= Film treatment =

Piece of prose for a film

A film treatment (or simply treatment) is a piece of prose typically created during the development stage between scene cards (index cards) and the first draft of a screenplay for a motion picture or television program, or a script for a radio play. It is generally longer and more detailed than an outline (or one-page synopsis), and it may include details of directorial style that an outline omits. Treatments read like a short story, but are told in the present tense and describe events as they happen. A treatment may also be created in the process of adapting a novel, play, or other pre-existing work into a screenplay.

==Original draft treatment==
The original draft treatment is created during the writing process and is generally long and detailed. It consists of full-scene outlines put together. Usually there are between 30 and 80 standard letter size or A4 pages (Courier New 12 point), with an average of about 40 pages. For example, the draft treatment of The Terminator is 48 pages long.

More elaborate forms of the draft treatment are the step outline and the scriptment.

==Presentation treatment==
The presentation treatment is created as presentation material.

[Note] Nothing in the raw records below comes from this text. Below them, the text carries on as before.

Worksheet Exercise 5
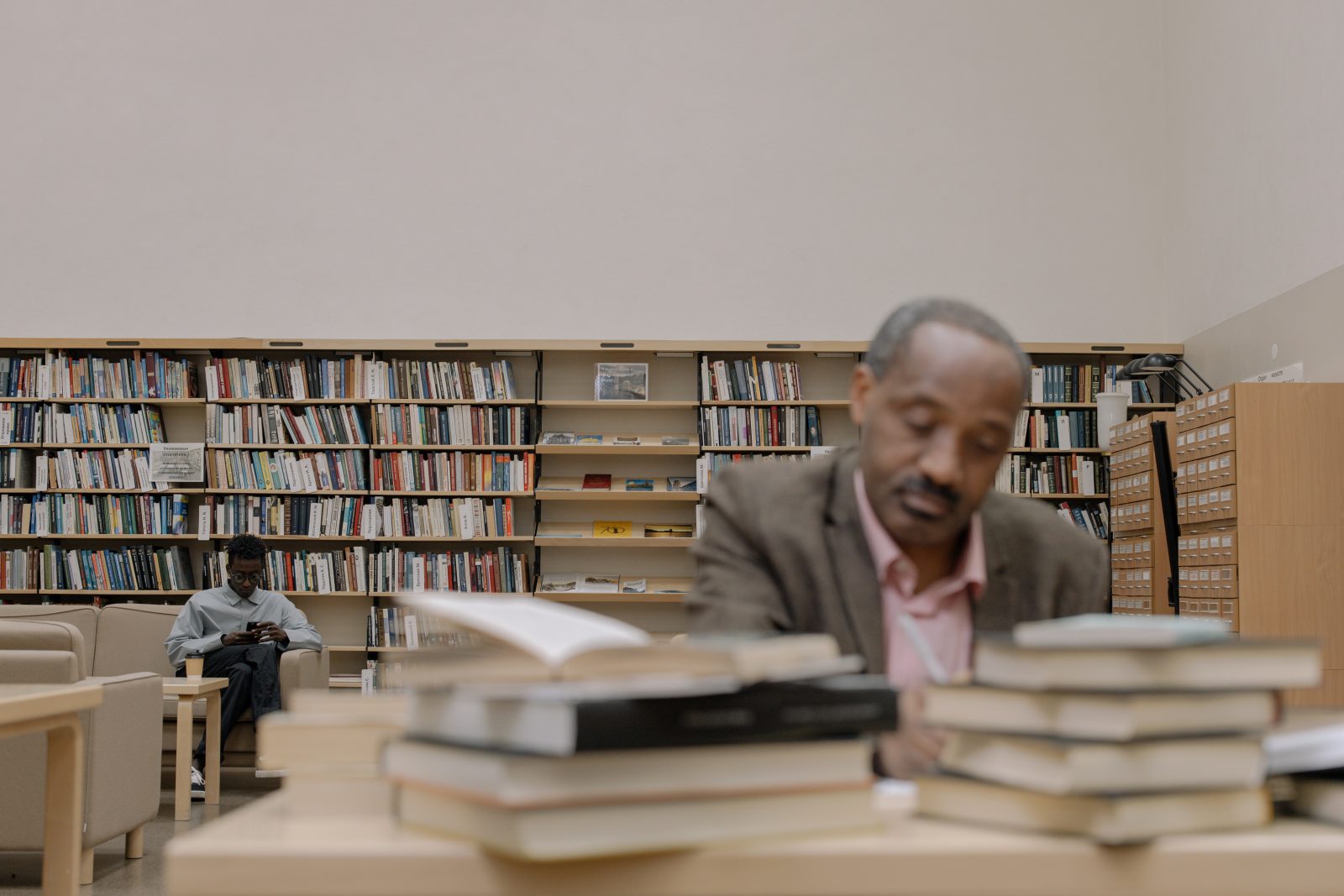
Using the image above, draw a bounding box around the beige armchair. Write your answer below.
[0,617,163,884]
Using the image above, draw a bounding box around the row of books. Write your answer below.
[42,544,195,591]
[206,495,515,538]
[1055,501,1110,540]
[374,405,531,445]
[23,495,186,536]
[536,473,695,491]
[0,548,42,591]
[0,448,34,489]
[206,405,368,445]
[0,403,43,445]
[367,359,519,401]
[206,495,368,538]
[1012,410,1097,448]
[695,451,811,491]
[365,607,491,647]
[204,354,517,401]
[701,405,822,448]
[368,547,533,594]
[0,349,195,399]
[44,448,153,490]
[43,405,168,445]
[372,451,536,491]
[204,354,367,401]
[701,354,802,401]
[536,572,690,594]
[995,454,1109,495]
[207,448,368,491]
[365,497,517,538]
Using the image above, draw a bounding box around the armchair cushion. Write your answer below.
[0,603,98,681]
[0,619,85,681]
[92,603,181,676]
[83,672,163,849]
[0,649,83,685]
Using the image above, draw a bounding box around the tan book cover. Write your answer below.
[593,520,634,538]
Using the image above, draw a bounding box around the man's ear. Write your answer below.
[849,364,878,427]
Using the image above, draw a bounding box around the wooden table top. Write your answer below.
[166,790,1344,896]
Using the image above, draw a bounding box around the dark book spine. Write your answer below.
[561,679,896,752]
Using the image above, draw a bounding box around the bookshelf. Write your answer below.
[0,338,1181,674]
[996,343,1183,538]
[1174,383,1344,706]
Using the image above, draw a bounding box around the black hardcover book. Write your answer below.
[407,676,896,757]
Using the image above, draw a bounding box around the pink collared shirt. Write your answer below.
[853,470,986,688]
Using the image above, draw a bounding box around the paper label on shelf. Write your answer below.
[359,504,379,538]
[1223,361,1306,381]
[318,558,332,594]
[298,457,318,491]
[136,455,150,489]
[150,442,206,484]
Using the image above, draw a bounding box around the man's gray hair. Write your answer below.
[863,298,1031,398]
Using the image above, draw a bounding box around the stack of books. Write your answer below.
[385,595,896,861]
[919,616,1321,844]
[1265,708,1344,825]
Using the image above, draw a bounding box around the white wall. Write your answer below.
[1163,0,1344,339]
[1185,259,1344,387]
[0,0,1166,340]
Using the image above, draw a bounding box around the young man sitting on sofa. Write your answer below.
[164,535,323,799]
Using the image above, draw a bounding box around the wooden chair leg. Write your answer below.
[126,825,145,858]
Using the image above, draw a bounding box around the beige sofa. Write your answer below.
[0,614,163,884]
[0,603,331,768]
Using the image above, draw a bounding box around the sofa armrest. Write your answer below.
[280,647,331,706]
[0,650,82,685]
[83,672,164,849]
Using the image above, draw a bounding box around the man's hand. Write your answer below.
[878,688,948,779]
[253,622,289,646]
[219,631,257,647]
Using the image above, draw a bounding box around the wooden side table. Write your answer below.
[0,684,102,896]
[164,676,228,820]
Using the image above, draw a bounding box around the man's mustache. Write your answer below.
[896,475,961,508]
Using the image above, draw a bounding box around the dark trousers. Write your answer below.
[177,643,280,767]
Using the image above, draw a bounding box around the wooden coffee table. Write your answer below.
[164,676,228,820]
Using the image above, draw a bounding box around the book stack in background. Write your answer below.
[919,616,1321,844]
[385,595,896,860]
[1265,708,1344,825]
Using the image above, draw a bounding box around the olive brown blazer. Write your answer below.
[687,448,1110,673]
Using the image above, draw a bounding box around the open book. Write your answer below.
[399,592,862,685]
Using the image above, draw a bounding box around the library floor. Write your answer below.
[0,779,280,896]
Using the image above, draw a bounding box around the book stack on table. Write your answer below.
[918,616,1320,844]
[385,595,896,860]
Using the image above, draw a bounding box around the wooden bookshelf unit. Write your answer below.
[0,338,1181,686]
[1174,383,1344,706]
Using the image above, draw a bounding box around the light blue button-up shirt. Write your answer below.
[164,583,323,668]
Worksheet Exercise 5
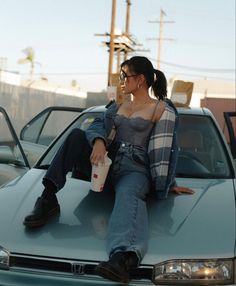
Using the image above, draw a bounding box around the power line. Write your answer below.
[149,58,235,73]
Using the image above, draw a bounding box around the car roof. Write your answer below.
[84,105,212,116]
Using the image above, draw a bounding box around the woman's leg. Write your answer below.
[43,129,91,191]
[107,172,149,261]
[23,129,91,227]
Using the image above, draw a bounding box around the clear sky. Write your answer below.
[0,0,235,91]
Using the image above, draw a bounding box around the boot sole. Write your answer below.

Scene descriptions are written out on index cards (or a digital equivalent) and only have the essential and important story events that make up the scenes. The scene cards are arranged and rearranged until the optimum structure is worked out. It is the full story in its simplest form, moving from the concept, to the theme, to the character, to the detailed synopsis of about four to eight pages of master scenes.

Presentation treatments are used to show how the production notes have been incorporated into the screenplay for the director and production executives to look over, or to leave behind as a presentation note after a sales pitch.

The presentation treatment is the appropriate treatment to submit if a script submission requires one. They are usually at least three, but fewer than thirty, pages in length, with most being seven to twelve pages.

==Usage==
Treatments are widely used within the motion picture industry as selling documents to outline story and character aspects of a planned screenplay, whereas outlines are generally produced as part of the development process. Screenwriters may use a treatment to initially pitch a screenplay, but may also use a treatment to sell a concept they are pitching without a completed screenplay.